Prevailing theory of aging challenged in Stanford worm study - gaika
http://www.thinkgene.com/prevailing-theory-of-aging-challenged-in-stanford-worm-study/
======
sungam
In this study the authors measured the activity of most of the genes in the
worm genome and found that quite a large number change in activity
‘expression’ in old versus young worms. In general, for most genes, the amount
of protein produced from that gene is proportional to the amount of messenger
RNA transcribed. Transcription factors are proteins that regulate (either
increase or decrease) the production of messenger RNA. In this article the
authors found evidence that decreased levels of one particular transcription
factor ‘elt-3’ may account for many of the other changes in gene expression at
old age. They showed that elt-3 levels decreased with age and that this was
caused by an increase in the expression of two other transcription factors
‘elt-5’ and ‘elt-6’ which normally repress elt-3 expression. They show that if
the levels of elt-5 and elt-6 are experimentally reduced then elt-3 does not
decrease with age and the worms live longer. They propose that an increase in
elt-5 / elt-6 is a normal part of worm development but that it continues
inappropriately into adulthood where it has deleterious effects that lead to
aging.

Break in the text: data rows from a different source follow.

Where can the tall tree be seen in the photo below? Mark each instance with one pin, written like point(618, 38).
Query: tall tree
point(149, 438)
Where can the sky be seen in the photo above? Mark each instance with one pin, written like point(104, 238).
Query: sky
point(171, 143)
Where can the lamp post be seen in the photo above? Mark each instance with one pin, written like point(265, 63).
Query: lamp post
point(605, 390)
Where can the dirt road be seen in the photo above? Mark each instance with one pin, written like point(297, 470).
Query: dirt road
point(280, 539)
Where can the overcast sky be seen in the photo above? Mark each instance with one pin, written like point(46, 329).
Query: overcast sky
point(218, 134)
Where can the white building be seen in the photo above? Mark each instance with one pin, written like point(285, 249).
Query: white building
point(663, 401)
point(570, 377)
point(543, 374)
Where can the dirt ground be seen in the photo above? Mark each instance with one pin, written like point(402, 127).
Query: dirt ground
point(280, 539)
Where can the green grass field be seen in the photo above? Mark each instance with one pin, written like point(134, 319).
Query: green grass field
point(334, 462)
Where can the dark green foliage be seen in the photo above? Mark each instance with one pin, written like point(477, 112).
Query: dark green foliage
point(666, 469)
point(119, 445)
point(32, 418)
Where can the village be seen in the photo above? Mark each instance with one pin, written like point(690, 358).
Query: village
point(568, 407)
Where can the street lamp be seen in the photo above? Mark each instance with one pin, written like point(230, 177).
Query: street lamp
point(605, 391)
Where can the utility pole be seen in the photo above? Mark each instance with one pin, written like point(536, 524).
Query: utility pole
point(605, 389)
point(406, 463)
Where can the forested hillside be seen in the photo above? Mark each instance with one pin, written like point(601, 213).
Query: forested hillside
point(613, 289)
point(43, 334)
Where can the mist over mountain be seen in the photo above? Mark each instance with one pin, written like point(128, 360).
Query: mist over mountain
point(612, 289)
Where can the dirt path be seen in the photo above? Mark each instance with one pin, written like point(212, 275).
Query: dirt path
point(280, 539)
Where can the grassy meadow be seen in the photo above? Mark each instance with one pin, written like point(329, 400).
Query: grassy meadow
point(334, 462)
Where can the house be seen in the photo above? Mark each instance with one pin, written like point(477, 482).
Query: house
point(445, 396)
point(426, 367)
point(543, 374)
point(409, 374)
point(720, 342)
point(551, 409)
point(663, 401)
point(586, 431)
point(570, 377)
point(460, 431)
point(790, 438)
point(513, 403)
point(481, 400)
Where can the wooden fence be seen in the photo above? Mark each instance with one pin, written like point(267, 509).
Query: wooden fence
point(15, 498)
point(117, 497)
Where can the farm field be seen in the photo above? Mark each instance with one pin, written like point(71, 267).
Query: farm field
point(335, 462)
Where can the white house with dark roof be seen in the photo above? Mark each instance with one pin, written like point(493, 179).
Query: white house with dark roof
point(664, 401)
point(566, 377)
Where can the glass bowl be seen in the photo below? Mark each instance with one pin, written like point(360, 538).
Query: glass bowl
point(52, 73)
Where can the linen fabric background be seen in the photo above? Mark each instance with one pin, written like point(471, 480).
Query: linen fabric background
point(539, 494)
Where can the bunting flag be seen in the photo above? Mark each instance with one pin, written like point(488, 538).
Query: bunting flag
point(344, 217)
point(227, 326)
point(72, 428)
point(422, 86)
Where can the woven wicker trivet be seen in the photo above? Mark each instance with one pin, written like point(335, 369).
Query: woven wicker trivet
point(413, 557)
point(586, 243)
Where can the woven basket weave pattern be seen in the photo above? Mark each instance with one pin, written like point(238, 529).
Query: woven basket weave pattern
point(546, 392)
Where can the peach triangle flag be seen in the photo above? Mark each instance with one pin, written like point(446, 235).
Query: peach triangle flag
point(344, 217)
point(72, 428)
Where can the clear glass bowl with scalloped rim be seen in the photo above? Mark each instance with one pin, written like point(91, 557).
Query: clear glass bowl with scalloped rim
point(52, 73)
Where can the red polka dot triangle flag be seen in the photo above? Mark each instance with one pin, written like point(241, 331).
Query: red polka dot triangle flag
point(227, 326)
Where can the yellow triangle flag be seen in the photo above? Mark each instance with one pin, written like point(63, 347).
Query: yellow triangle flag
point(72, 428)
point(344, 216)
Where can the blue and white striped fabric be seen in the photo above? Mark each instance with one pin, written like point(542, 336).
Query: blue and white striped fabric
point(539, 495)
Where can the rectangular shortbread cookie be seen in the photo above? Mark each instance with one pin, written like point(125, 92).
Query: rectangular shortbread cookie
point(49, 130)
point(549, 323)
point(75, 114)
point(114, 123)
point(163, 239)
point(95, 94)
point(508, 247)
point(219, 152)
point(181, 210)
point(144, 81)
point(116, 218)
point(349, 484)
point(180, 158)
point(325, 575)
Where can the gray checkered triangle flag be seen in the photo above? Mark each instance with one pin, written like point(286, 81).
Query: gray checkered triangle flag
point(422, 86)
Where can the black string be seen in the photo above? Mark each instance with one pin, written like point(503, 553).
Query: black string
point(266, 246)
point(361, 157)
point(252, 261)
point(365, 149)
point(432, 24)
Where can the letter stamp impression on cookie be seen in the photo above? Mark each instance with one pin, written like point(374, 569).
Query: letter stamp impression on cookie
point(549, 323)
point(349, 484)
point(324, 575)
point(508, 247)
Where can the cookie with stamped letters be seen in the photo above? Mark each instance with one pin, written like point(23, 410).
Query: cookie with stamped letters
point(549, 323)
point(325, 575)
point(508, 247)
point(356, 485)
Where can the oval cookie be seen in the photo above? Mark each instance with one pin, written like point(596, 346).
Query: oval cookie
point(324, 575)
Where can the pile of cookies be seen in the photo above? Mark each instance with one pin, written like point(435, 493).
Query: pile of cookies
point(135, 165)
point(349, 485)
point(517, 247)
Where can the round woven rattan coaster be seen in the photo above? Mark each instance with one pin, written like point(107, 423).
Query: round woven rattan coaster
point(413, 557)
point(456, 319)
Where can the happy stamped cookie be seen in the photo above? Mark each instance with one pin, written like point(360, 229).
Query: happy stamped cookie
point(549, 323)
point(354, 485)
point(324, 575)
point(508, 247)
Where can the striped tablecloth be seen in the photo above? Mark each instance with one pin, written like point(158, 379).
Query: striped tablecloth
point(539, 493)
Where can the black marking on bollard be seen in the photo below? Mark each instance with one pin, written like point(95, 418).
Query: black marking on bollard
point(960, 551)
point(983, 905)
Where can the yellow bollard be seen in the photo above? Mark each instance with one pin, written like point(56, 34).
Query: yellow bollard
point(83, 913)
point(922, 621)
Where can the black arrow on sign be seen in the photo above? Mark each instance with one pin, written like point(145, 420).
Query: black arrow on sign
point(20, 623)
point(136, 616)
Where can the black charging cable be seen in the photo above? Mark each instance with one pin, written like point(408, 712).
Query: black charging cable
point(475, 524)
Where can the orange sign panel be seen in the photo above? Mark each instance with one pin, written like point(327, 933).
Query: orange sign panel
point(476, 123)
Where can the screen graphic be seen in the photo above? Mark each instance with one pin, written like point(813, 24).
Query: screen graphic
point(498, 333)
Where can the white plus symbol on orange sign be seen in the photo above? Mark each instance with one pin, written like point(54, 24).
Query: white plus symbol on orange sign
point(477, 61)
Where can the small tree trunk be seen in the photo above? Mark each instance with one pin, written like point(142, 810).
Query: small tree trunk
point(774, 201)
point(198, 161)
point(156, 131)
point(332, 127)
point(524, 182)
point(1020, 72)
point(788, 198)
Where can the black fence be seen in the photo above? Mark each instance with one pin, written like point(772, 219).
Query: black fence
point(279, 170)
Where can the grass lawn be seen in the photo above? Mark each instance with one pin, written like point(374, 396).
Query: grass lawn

This is potentially interesting because to date there has been a huge
amount of evidence supporting the ‘unrepaired damage’ theories of aging; this
is the first evidence that aging can be a consequence of inappropriate
regulation of developmental pathways.

However this study has a number of limitations. Firstly, experimental removal
of elt-3 expression has no effect on lifespan whatever despite causing the
same changes in gene expression that are seen at old age. Secondly,
experimental reduction of elt-5 / elt-6 only increased maximum lifespan from
20 to 24 days – other mutations, such as the daf-2 mutation, increase maximal
lifespan to close to 50 days. Finally they do not address the mechanism of
increased elt-5 / elt-6 expression with age beyond speculating that it is a
disregulated developmental process; it is entirely possible that changes in
expression of these factors are simply a downstream consequence of some other
aging related change. Finally even if it were proven that aging in C elegans
is programmed like Salmon which die soon after breeding, this would likely
have no relevance to much longer living organisms such as mammals which almost
certainly age by different mechanisms.

------
streety
Claimed original source:
[http://med.stanford.edu/news_releases/2008/july/aging-
worm.h...](http://med.stanford.edu/news_releases/2008/july/aging-worm.html)

Journal article:
[http://www.cell.com/content/article/fulltext?uid=PIIS0092867...](http://www.cell.com/content/article/fulltext?uid=PIIS0092867408007071)

------
davi
"Natural selection can’t fix problems that arise late in the animals’ life
spans"

Another common theory is that the rate of aging in a given species is
optimized for rate of predation: if you are likely to be killed by the end of
the year, it makes sense to allocate more energy to reproduction. Whereas, if
you are likely to live to be 400, it makes sense to allocate a large portion
of your energy intake to self-maintenance.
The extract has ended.